すいか

ミッドナイトスワンのすいかのレビュー・感想・評価

ミッドナイトスワン(2020年製作の映画)
4.5
心をえぐられるような作品だった。
なんと表したらいいのか考えているうちに時間が経ってしまった。

田舎に住む親には女性として生きていることを隠して、大都会に紛れるように、慎ましやかに暮らすトランスジェンダー凪沙。
育児放棄され、子どもとは思えないような気怠げな、無気力な表情をした少女一果。

そんな2人が出会って一緒に暮らし、ただの同居人という関係性を越えて共に生きていくようになる。

バレエに出会い、才能を見出されて少しずつ表情が明るくなる一果。
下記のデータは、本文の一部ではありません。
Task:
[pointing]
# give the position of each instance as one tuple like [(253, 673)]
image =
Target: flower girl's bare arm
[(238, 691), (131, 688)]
そんな一果をみて、いつの間にか凪沙は彼女を娘のように応援し支えるようになっていく。
一果も、初めて自分を正面から見て受け止めてくれた凪沙に心を開く。
2人の繋がりは、心を通わせるという単純な言葉では言い表せないくらい、温かくて深くて、脆くて儚くて、時折痛いくらいだった。

2人の生活を守ろうと決意した凪沙の行動は、見ていて苦しくて辛かった。しかし、覚悟を決めた女の、一本筋の通った気高さがとても美しかった。

観て少し時間が経ったけれど、私が一番に思い出す場面は、バレエ教室の先生に「頑張りましょう、お母さん」と声をかけられたシーンで見せた凪沙の表情だ。
本当に、嬉しかったんだなあ。胸が締め付けられる。